Wednesday, May 07, 2008

'If you don't grow something, you're not assisting'
By Laura Silver - NY Daily News


The Weeksville Heritage Center tells the story of the first free black settlement in Brooklyn. But for its coordinator, David Amman, the historic site in Weeksville is also a place to sow seeds and nurture traditions from his native Trinidad. Amman grew up looking after tomato plants and heads of lettuce - skills he had no choice but to learn.
"From elementary school, at least one time a week," Amman remembers, "you spent a whole evening in the garden."
These days, he works the three-quarter-acre garden at the Center on Bergen St. between Rochester and Buffalo Aves.
When he started working there in 2005, Amman planted six vegetable beds. He now oversees 27 growing areas that produce a cornucopia of crops including shallots, eggplant and string beans.
"The most important thing for a man on Earth is food," says Amman, wearing a fleece sweatshirt to ward off a chill of an early spring afternoon. "If you don't grow something, you're not assisting."
Only six years ago Amman was a community development officer for Trinidad and Tobago's National Housing Authority. In 2002, a change in government left Amman unemployed.
He had visited his eldest daughter in New York once before and never planned to move to the city, but prospects for a job looked brighter here.
He was originally hired to oversee the landscaping of the center's outdoor areas and to maintain the mechanical systems of the four historic Hunterfly houses that remain from the historic African-American settlement.
Amman's job does not end when his 10-hour workday is over. He has also volunteered to teach chess to neighborhood youths and adults at the center over the weekend.
The village of Weeks-ville was founded in 1838 when African-American James Weeks purchased a modest plot of land 11 years after slavery was abolished in New York.
The area spanned current-day Bedford-Stuyvesant and Crown Heights. Weeksville became a self-sufficient black community home to African-American professionals from all over the East Coast.
By 1900, the community swelled to 500 families and had its own school, churches and old-age home. Today, the center offers tours of the site, hosts a range of cultural events and is preparing to break ground on a new building that will house classrooms and an exhibition space as a complement to the historic houses on the western edge of the property.
For Amman, it will be another opportunity to contribute to the community. He envisions leading workshops in the guitar and cuatro.
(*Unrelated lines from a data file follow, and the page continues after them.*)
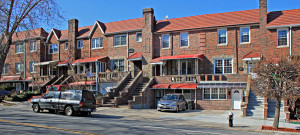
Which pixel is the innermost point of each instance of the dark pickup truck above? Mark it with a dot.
(69, 101)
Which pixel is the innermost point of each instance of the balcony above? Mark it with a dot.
(201, 77)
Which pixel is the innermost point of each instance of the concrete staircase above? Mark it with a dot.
(256, 106)
(272, 108)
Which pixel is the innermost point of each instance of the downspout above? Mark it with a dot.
(290, 40)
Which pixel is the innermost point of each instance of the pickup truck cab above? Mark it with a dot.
(69, 102)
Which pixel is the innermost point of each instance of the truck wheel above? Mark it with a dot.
(69, 111)
(36, 108)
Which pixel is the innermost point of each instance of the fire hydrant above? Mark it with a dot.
(230, 119)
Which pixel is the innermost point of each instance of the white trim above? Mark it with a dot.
(187, 38)
(136, 37)
(96, 23)
(50, 34)
(218, 37)
(163, 41)
(241, 35)
(287, 37)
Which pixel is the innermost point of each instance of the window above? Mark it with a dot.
(165, 40)
(223, 66)
(214, 93)
(222, 36)
(282, 37)
(120, 40)
(118, 65)
(66, 45)
(97, 43)
(19, 48)
(245, 34)
(32, 67)
(19, 68)
(139, 37)
(33, 46)
(184, 39)
(53, 48)
(79, 44)
(5, 69)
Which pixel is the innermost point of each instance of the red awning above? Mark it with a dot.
(83, 83)
(62, 63)
(175, 86)
(252, 56)
(174, 57)
(88, 60)
(136, 56)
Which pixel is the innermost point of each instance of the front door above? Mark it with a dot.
(236, 99)
(137, 67)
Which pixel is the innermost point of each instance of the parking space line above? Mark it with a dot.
(47, 127)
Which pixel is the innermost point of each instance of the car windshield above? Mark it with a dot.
(170, 97)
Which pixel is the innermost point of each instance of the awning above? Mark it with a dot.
(83, 83)
(88, 60)
(11, 79)
(252, 56)
(135, 57)
(175, 86)
(46, 63)
(160, 60)
(222, 85)
(62, 63)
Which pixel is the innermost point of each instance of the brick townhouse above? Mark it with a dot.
(207, 58)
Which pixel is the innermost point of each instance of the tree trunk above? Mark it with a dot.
(277, 113)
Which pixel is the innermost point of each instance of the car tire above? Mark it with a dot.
(69, 111)
(36, 108)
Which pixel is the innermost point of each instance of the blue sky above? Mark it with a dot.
(87, 11)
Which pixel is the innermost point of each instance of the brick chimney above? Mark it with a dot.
(263, 14)
(72, 34)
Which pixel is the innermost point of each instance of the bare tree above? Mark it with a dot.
(277, 80)
(21, 15)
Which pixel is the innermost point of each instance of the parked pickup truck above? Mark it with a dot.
(69, 102)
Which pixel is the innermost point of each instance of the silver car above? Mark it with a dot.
(172, 102)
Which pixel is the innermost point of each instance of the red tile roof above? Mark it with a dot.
(93, 59)
(285, 17)
(209, 20)
(136, 55)
(189, 56)
(39, 32)
(252, 55)
(175, 86)
(83, 83)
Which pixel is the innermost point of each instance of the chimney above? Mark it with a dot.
(263, 13)
(72, 34)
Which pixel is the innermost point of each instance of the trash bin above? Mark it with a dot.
(190, 105)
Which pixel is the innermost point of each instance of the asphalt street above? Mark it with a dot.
(20, 119)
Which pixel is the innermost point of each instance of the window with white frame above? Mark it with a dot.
(5, 69)
(97, 43)
(19, 68)
(184, 39)
(165, 39)
(79, 44)
(245, 34)
(66, 45)
(32, 67)
(222, 36)
(223, 66)
(139, 37)
(19, 47)
(120, 40)
(214, 93)
(53, 48)
(118, 65)
(282, 37)
(33, 46)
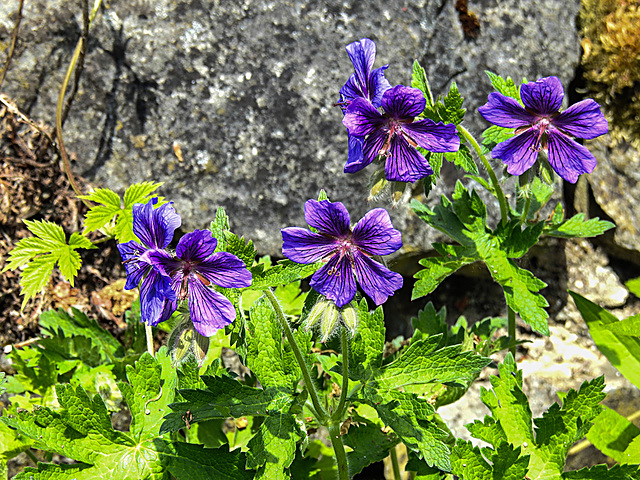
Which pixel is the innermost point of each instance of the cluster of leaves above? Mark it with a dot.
(446, 109)
(38, 255)
(464, 219)
(522, 447)
(619, 341)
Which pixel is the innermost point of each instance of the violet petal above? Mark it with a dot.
(210, 310)
(405, 164)
(374, 234)
(505, 112)
(403, 103)
(519, 152)
(583, 120)
(303, 246)
(335, 280)
(327, 217)
(225, 270)
(377, 281)
(544, 96)
(435, 137)
(568, 158)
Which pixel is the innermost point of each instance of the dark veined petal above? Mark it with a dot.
(361, 118)
(374, 234)
(155, 292)
(335, 280)
(568, 158)
(135, 268)
(327, 217)
(163, 261)
(196, 246)
(210, 310)
(405, 164)
(377, 281)
(304, 246)
(350, 91)
(403, 103)
(505, 112)
(378, 84)
(225, 270)
(435, 137)
(519, 152)
(355, 161)
(544, 96)
(373, 145)
(155, 227)
(362, 54)
(583, 120)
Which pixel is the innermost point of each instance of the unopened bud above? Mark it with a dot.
(329, 321)
(185, 343)
(350, 317)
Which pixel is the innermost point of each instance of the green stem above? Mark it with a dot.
(394, 463)
(504, 210)
(149, 335)
(341, 455)
(511, 319)
(338, 414)
(527, 204)
(313, 393)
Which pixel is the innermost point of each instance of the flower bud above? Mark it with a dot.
(350, 317)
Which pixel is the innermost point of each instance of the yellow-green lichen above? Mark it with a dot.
(610, 32)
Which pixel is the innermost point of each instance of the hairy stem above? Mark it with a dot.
(306, 376)
(393, 454)
(14, 39)
(504, 209)
(149, 335)
(341, 455)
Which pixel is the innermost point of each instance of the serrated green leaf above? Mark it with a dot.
(187, 461)
(78, 324)
(408, 415)
(419, 80)
(369, 443)
(266, 355)
(272, 449)
(612, 434)
(506, 86)
(629, 326)
(423, 363)
(462, 159)
(225, 397)
(111, 209)
(283, 273)
(82, 428)
(621, 350)
(464, 219)
(602, 472)
(577, 227)
(634, 286)
(493, 136)
(368, 344)
(41, 253)
(453, 111)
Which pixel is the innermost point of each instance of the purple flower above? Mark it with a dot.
(154, 228)
(193, 269)
(347, 252)
(395, 135)
(541, 125)
(364, 83)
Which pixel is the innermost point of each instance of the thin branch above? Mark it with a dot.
(14, 40)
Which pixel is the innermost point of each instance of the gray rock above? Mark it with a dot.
(246, 89)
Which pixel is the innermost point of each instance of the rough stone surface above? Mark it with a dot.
(615, 187)
(246, 89)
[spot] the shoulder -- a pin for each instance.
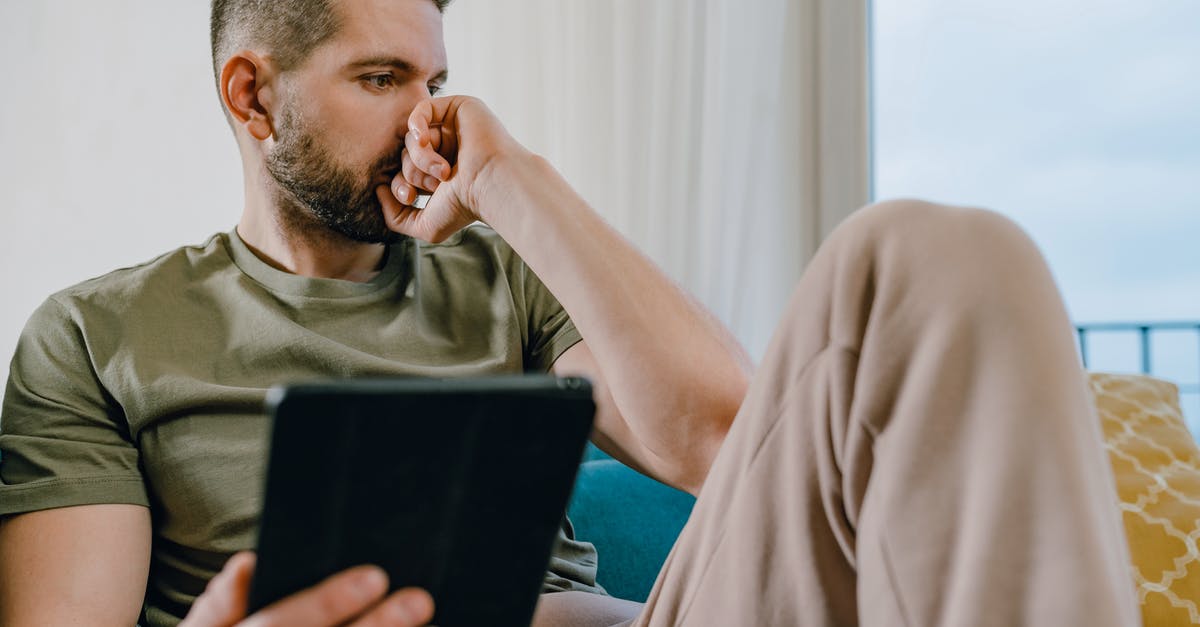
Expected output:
(126, 287)
(475, 248)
"The goal of life is not just - as some people think - to procreate," says Amman, who has six grown children. "We have to give back."
Last year, under pressure from his colleagues, Amman agreed to plant a pumpkin patch, which took over the garden and produced several 40 pounders.
Amman chopped the giant pumpkins into pieces and sold them, along with other fruits of his labors, at the Saturday produce market on the grounds of the center, and invited local teenagers to help sell. The market's slated to return later this month.
Amman has also used the garden to introduce young people from nearby elementary schools to basic agricultural practices like planting seeds and removing weeds.
He's the only male member of the center's 13-person staff, and according to Executive Director Pamela Green, an integral part of the historic site.
"He is more than likely the first person you might encounter," says Green. "If you come for a concert, he is someone you will see. He is helping to put the tent up, get the audio set up... He's sort of everywhere."
I n his free time, Amman heads for the water. An avid fisherman, he misses the boat he left in Trinidad, but still angles to get in a day with a rod and reel in New York. He sees catching - or growing - his food as a way to interact with the natural world and save money.
"If you have to be paying $3 for a pound of tomatoes, you should grow them. Everyone should be growing their own tomatoes," says Amman, wearing a gray pony-tail under a brown baseball cap, "even if they have to put in a pot outside their window."
He doesn't mind sharing his green thumb with Weeksville's neighbors.
"One fellow, last year, he spent $6 buying seeds," says Amman. "The first reaping, he had $15 because he sold some of the crops."
Teaching others is a way to pay homage to his agrarian roots. Amman was born at his parents' home in Sangre Grande, Trinidad, into an ethnically diverse family.
"My grandfather was Chinese and he got married to a mixed Carib-Arawak woman of South American ancestry," he says.
As part of his job, he lives on the grounds of the center, with frequent visits to his wife of "about 40 years," Cynthia, in Canarsie. Their four daughters are also in New York. Amman's two sons make a living as fishermen in Tobago.
Invoking a popular song by calypso giants David Rudder and Carl Jacobs, he insists, "I'm a Trini to the marrow of the bone."
And, what exactly does that mean? "A Trini sees life as a stage where you can go onto to perform, as a carnival. Life is a means for being happy."
Amman may be a devotee of the happy-go-lucky life, but he exerts great care in his work and his leisure time.
"This world is too small for us to re-main and not leave a mark," he says. "It's living with - and for - others."